Since there are so many of us in Northern California, I wanted to pass along the information about the Capital Havanese Club of Northern California and their annual dinner along with _an invitation to join us_. You do not need to be a club member to attend, but the deadline is quickly approaching, so if you are interested, please contact Claudie Parrish *immediately*. Her email address is Claudie313(at)aol.com. (Change the "(at)" to an "@" or just click on the link.)

Saturday, January 26th at the Hungry Hunter in Sacramento. This is a fun social event, including a raffle, dinner, and member awards. No Host cocktails start at 6:00 PM with dinner being served at 6:30 PM.

Reservations, along with each person's dinner choice, and payment needed *by January 17th*.

*The Menu*
(All prices include sales tax and gratuity)

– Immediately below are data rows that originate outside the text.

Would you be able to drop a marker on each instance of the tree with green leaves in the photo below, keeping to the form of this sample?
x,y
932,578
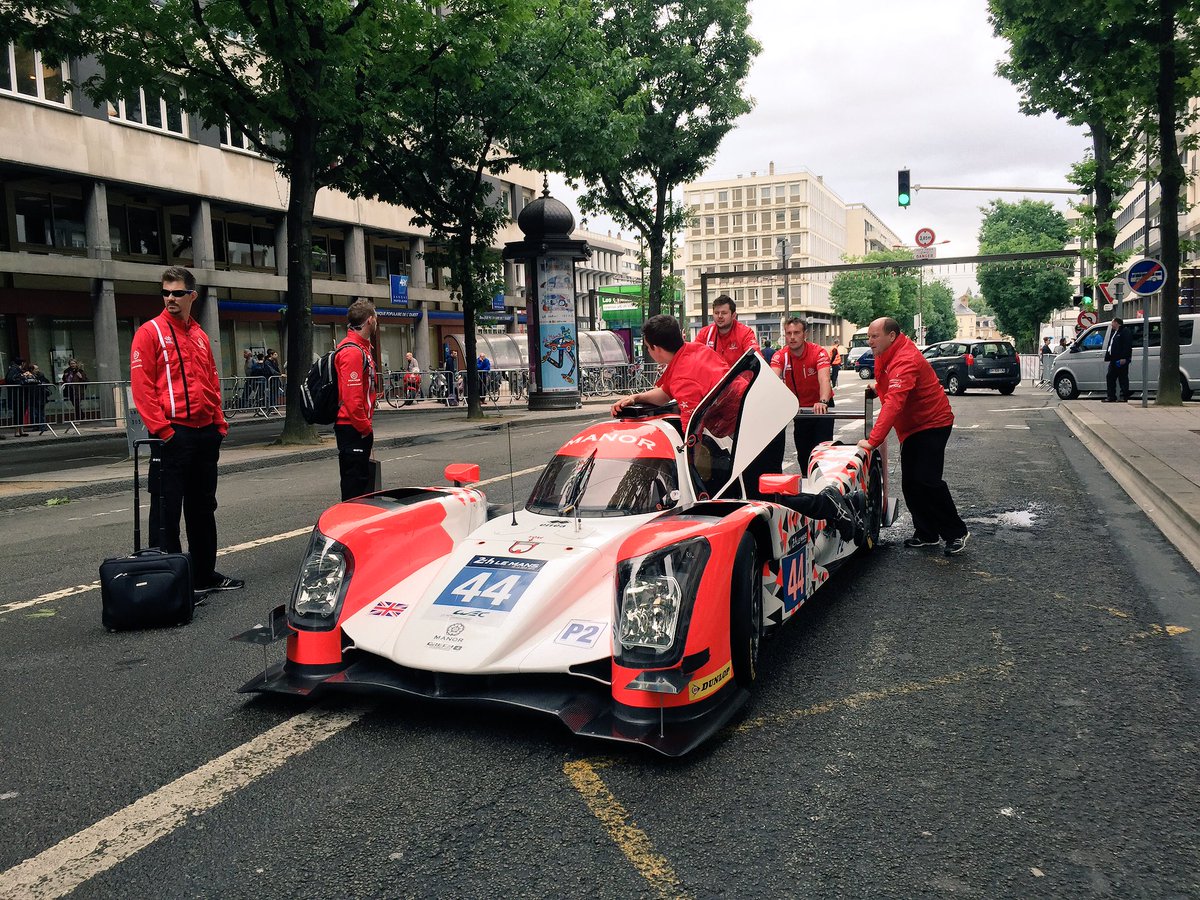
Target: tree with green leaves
x,y
691,61
1075,61
511,90
864,295
1024,294
293,75
937,303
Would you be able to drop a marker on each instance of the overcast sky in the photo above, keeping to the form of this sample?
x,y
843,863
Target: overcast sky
x,y
855,91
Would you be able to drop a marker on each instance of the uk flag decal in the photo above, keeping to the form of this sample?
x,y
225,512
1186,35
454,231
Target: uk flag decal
x,y
387,609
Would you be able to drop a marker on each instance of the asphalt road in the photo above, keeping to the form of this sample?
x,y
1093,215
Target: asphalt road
x,y
1017,721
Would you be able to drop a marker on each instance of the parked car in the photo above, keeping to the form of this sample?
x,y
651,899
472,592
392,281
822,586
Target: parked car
x,y
976,364
1081,367
865,365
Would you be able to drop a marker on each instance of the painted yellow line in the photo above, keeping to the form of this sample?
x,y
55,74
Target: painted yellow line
x,y
625,834
863,697
95,586
71,862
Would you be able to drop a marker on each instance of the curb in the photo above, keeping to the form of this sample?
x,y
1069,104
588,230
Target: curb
x,y
1152,486
303,454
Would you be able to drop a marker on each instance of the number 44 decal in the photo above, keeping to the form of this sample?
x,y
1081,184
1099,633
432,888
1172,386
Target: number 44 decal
x,y
795,575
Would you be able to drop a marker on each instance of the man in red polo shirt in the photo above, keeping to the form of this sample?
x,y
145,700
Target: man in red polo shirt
x,y
727,336
915,403
691,369
804,367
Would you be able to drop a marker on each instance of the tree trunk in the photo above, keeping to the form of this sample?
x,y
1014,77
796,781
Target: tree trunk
x,y
1170,180
466,279
301,201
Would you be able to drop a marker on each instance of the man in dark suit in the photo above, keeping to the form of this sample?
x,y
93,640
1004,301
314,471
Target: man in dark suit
x,y
1119,357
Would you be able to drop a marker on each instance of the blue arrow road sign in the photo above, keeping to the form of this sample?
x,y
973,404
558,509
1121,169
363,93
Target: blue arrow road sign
x,y
1146,276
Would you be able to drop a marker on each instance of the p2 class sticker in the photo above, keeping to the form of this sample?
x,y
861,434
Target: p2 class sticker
x,y
492,583
795,569
581,633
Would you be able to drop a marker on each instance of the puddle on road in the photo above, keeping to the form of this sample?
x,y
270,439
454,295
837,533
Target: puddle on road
x,y
1025,517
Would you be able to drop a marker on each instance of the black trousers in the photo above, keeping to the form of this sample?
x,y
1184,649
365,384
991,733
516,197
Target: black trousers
x,y
808,431
184,481
354,461
925,492
1117,375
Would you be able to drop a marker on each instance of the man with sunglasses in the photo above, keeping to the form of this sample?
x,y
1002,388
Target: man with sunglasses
x,y
177,390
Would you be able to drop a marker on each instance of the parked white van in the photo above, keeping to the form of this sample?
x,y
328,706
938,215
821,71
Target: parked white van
x,y
1081,369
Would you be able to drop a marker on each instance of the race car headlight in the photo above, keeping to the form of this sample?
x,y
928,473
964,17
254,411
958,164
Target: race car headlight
x,y
322,582
654,600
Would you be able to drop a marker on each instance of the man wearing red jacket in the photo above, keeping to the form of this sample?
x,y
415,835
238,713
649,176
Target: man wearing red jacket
x,y
355,397
178,393
916,406
726,335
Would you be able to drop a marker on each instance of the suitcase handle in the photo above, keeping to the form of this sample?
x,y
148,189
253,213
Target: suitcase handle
x,y
137,489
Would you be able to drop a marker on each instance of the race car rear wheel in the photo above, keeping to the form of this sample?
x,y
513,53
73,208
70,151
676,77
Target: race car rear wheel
x,y
745,612
874,516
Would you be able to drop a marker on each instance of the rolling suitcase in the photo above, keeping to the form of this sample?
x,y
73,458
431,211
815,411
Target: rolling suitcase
x,y
150,588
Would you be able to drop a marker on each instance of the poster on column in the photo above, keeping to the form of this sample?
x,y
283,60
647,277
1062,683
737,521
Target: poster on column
x,y
557,349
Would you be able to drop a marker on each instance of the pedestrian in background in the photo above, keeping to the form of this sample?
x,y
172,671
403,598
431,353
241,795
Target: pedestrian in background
x,y
177,391
73,379
727,336
1119,355
355,395
804,369
912,401
15,378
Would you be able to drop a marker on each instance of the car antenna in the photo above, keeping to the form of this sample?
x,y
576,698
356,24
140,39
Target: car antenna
x,y
513,490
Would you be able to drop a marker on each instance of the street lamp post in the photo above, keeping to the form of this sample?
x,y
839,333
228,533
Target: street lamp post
x,y
785,250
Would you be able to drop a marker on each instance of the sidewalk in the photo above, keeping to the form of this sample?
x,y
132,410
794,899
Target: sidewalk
x,y
1155,455
391,427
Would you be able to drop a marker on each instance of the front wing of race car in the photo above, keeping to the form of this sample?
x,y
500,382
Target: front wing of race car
x,y
583,702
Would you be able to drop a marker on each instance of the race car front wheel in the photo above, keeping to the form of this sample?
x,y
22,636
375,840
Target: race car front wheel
x,y
745,612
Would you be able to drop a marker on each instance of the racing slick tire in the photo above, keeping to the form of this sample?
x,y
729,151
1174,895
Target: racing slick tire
x,y
1065,387
745,612
873,520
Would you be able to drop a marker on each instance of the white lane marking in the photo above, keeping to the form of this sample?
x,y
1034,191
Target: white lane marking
x,y
97,515
71,862
505,478
95,586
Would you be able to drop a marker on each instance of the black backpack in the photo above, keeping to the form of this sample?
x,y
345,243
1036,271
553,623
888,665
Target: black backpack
x,y
318,394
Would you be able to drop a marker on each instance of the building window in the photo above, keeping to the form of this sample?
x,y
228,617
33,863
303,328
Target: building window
x,y
148,111
237,138
24,72
389,259
135,231
49,220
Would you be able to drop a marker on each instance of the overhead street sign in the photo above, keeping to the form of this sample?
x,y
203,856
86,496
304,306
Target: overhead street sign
x,y
1146,276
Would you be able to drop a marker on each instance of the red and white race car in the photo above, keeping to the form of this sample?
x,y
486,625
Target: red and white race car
x,y
628,597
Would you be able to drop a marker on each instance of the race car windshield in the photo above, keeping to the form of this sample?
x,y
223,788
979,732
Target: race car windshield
x,y
613,487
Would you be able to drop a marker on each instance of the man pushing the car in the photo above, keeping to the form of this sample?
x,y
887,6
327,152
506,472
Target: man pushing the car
x,y
915,403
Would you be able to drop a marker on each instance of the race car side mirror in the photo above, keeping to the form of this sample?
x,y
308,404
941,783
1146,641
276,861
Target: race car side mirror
x,y
461,473
786,485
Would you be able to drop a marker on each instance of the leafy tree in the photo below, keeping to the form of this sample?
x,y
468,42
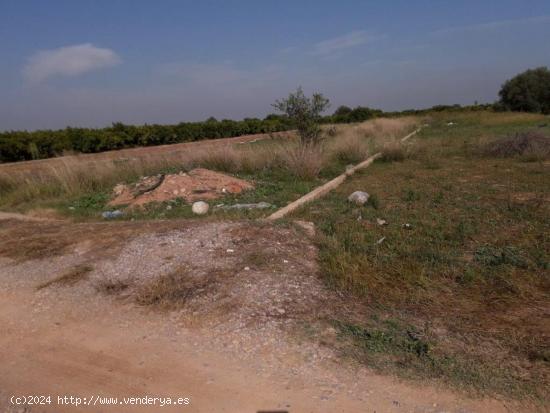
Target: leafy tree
x,y
305,114
527,92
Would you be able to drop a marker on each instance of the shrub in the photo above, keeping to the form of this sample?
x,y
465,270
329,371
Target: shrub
x,y
527,92
305,114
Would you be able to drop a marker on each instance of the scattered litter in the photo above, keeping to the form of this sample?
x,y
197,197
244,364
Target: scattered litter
x,y
112,214
259,205
359,197
197,184
200,208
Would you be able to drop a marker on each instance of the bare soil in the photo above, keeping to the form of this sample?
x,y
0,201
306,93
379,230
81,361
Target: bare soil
x,y
197,184
240,344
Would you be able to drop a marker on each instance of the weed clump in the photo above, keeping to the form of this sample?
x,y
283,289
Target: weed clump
x,y
393,153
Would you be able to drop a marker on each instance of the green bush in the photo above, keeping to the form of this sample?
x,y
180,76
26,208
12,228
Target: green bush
x,y
527,92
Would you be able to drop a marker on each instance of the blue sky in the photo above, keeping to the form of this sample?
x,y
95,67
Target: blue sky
x,y
90,63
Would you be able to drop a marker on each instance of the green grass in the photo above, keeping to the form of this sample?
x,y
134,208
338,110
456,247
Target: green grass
x,y
465,252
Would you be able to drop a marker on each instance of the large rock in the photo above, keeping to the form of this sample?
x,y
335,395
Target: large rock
x,y
359,197
200,207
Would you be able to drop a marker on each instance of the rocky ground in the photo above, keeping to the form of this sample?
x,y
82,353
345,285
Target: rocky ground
x,y
229,314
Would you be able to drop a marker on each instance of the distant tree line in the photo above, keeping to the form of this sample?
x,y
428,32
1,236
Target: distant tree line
x,y
40,144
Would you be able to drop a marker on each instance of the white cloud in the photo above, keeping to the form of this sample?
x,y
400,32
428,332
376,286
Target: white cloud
x,y
346,41
494,25
68,61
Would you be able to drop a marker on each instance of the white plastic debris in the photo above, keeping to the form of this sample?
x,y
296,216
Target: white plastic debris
x,y
200,208
359,197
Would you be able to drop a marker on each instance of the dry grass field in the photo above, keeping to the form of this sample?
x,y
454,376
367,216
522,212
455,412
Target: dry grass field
x,y
441,279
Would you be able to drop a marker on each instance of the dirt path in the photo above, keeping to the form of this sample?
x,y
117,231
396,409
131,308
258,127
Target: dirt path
x,y
72,341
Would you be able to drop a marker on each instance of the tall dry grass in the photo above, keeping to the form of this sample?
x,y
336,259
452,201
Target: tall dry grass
x,y
73,176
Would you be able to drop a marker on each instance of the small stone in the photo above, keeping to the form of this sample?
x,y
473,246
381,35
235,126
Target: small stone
x,y
200,208
359,197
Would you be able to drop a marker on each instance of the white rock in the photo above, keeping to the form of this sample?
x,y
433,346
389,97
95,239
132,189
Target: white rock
x,y
359,197
200,208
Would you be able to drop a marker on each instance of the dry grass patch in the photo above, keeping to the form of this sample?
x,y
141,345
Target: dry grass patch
x,y
175,289
530,145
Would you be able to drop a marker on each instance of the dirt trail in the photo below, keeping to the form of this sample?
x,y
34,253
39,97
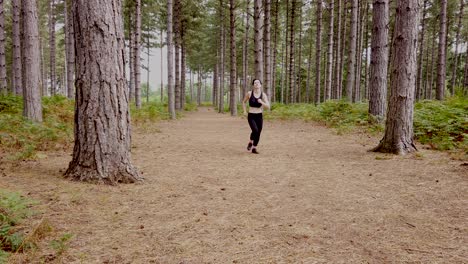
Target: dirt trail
x,y
311,196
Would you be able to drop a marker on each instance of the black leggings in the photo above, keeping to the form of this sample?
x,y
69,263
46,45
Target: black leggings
x,y
256,124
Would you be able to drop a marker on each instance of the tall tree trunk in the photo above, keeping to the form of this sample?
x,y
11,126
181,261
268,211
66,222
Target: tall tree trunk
x,y
318,46
275,53
199,79
215,83
53,75
222,53
182,70
16,79
366,53
258,40
455,56
285,83
102,127
327,93
232,103
291,51
398,136
297,96
148,44
336,87
177,52
137,54
340,76
3,83
245,49
266,46
421,53
170,61
352,51
441,67
131,58
70,50
431,83
162,69
309,66
32,108
379,61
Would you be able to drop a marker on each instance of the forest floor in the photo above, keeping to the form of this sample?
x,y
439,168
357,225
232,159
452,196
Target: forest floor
x,y
310,196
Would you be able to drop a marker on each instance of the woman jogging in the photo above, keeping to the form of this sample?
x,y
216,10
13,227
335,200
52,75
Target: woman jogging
x,y
257,100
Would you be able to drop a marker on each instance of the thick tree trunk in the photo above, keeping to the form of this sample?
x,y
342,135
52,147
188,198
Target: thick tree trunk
x,y
170,61
441,67
53,74
70,50
233,88
421,53
398,136
455,56
137,61
182,73
177,52
266,46
352,51
131,59
3,83
258,40
199,79
327,93
342,55
162,69
318,50
16,79
336,87
32,109
222,58
379,61
245,49
291,51
102,118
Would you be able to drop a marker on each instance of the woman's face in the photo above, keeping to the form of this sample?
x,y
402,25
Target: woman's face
x,y
257,84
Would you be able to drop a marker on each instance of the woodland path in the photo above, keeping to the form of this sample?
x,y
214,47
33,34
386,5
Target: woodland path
x,y
311,196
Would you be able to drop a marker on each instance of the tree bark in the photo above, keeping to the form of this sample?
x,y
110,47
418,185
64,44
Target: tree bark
x,y
245,49
318,46
421,53
102,118
352,51
258,41
170,61
275,53
379,61
455,56
222,58
327,93
16,71
70,50
266,46
336,87
233,88
177,52
32,108
3,82
291,51
137,54
53,74
441,67
398,136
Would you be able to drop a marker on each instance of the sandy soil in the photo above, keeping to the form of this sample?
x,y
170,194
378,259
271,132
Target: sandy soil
x,y
311,196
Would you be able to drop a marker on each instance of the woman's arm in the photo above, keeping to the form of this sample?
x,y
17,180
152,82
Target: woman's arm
x,y
246,98
264,101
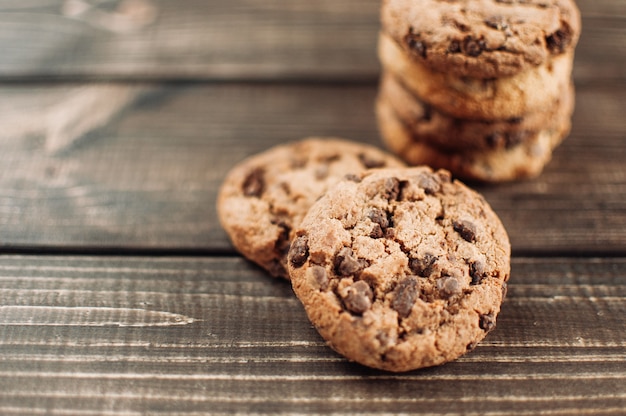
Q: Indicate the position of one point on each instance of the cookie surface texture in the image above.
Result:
(402, 269)
(265, 196)
(522, 161)
(482, 38)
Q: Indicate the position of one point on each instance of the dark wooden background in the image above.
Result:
(121, 295)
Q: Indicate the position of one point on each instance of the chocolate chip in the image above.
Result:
(370, 162)
(466, 229)
(358, 297)
(473, 47)
(559, 40)
(487, 322)
(320, 276)
(497, 22)
(429, 183)
(404, 296)
(277, 269)
(352, 177)
(477, 272)
(299, 251)
(505, 289)
(377, 232)
(282, 242)
(391, 189)
(454, 47)
(346, 263)
(254, 184)
(417, 45)
(424, 265)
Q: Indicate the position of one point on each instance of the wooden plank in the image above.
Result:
(238, 39)
(148, 178)
(107, 343)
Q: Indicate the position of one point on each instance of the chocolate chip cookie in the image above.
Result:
(265, 196)
(533, 90)
(401, 268)
(482, 39)
(450, 134)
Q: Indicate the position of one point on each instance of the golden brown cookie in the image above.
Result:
(533, 90)
(451, 134)
(482, 38)
(526, 160)
(265, 196)
(400, 269)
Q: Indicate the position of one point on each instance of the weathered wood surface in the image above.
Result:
(119, 120)
(94, 335)
(235, 39)
(148, 180)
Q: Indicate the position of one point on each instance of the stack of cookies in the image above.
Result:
(482, 88)
(398, 268)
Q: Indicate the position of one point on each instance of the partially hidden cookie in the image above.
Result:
(436, 128)
(482, 38)
(523, 161)
(533, 90)
(401, 268)
(264, 197)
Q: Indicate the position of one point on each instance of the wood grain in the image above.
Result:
(148, 179)
(235, 40)
(246, 345)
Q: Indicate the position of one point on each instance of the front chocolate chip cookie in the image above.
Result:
(264, 197)
(402, 269)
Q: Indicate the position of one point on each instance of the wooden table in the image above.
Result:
(121, 295)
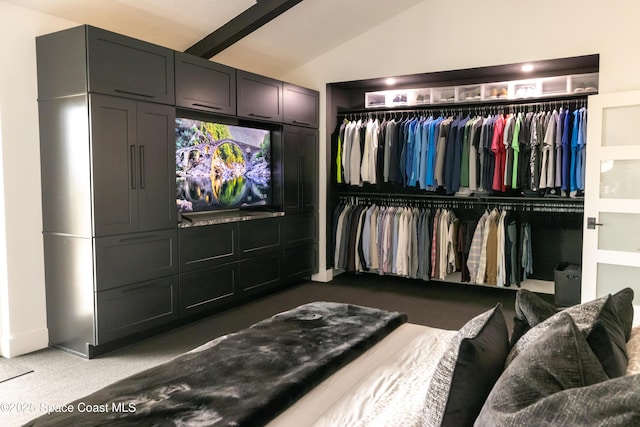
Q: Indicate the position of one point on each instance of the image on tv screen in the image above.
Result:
(221, 166)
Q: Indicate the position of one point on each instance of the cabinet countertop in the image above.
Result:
(224, 217)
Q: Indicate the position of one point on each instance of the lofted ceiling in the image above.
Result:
(305, 31)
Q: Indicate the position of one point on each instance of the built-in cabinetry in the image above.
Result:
(259, 97)
(301, 106)
(205, 85)
(117, 264)
(107, 183)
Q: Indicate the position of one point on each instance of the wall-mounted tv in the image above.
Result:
(220, 166)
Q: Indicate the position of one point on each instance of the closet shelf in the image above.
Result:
(534, 204)
(493, 92)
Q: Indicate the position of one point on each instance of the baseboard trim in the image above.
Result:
(323, 276)
(28, 342)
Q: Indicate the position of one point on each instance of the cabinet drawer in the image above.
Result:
(130, 309)
(260, 272)
(299, 229)
(299, 262)
(259, 97)
(206, 289)
(132, 258)
(205, 85)
(300, 106)
(123, 66)
(259, 236)
(208, 246)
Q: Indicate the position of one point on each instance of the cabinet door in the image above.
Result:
(260, 273)
(300, 166)
(299, 229)
(299, 262)
(301, 106)
(308, 160)
(291, 185)
(114, 165)
(207, 289)
(123, 66)
(132, 258)
(131, 309)
(205, 85)
(207, 246)
(259, 97)
(156, 166)
(259, 236)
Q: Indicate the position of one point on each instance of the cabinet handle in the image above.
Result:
(149, 237)
(259, 116)
(134, 93)
(142, 172)
(132, 154)
(213, 107)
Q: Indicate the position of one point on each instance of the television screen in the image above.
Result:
(221, 166)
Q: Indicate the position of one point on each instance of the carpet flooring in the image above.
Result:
(59, 377)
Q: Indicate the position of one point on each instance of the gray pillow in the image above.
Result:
(599, 322)
(531, 310)
(559, 360)
(468, 370)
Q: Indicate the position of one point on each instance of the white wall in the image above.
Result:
(462, 34)
(23, 326)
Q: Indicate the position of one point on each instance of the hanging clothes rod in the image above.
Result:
(560, 205)
(489, 105)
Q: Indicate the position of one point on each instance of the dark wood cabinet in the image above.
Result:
(259, 97)
(205, 85)
(88, 59)
(209, 288)
(300, 169)
(259, 236)
(300, 229)
(123, 66)
(260, 273)
(132, 258)
(116, 264)
(207, 246)
(133, 165)
(131, 309)
(301, 106)
(300, 262)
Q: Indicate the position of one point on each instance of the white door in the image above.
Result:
(611, 247)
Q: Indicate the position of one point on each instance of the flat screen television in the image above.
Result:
(221, 167)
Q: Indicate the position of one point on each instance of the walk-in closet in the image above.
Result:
(470, 176)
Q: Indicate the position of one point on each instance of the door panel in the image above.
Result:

*Prime Rib* - Seared in a herb crust and slow roasted for hours to ensure the most tender prime rib available. Served with ruby port au jus, creamed horseradish, and red skin garlic mashed potatoes. Standard cut (12 oz) - $32.00

*Forest Mushroom Chicken *- Grilled chicken breasts covered with a rich whiskey peppercorn sauce accented with sautéed mushrooms. Served with rice pilaf - $24.00

*Baby Back Ribs* - A full slab of fall off the bone tender ribs, basted with a smoky barbecue sauce and baked. Served with red skin garlic mashed potatoes. - $30.00

*Vegetarian Entrée* - $26.00​
I hope to see some of you there!
If you are considering coming, Kathy, Elaine, Susan (mckennasedona), Katie and I all have a copy of the invitation that can be forwarded to your e-mail address, so just ask one of us if you'd like it.


----------



## casperkeep (May 16, 2007)

Well I will take the prime rib or the ribs please......oh well I am sure you guys will all have fun....I wish there were more havs around my area...!!!


----------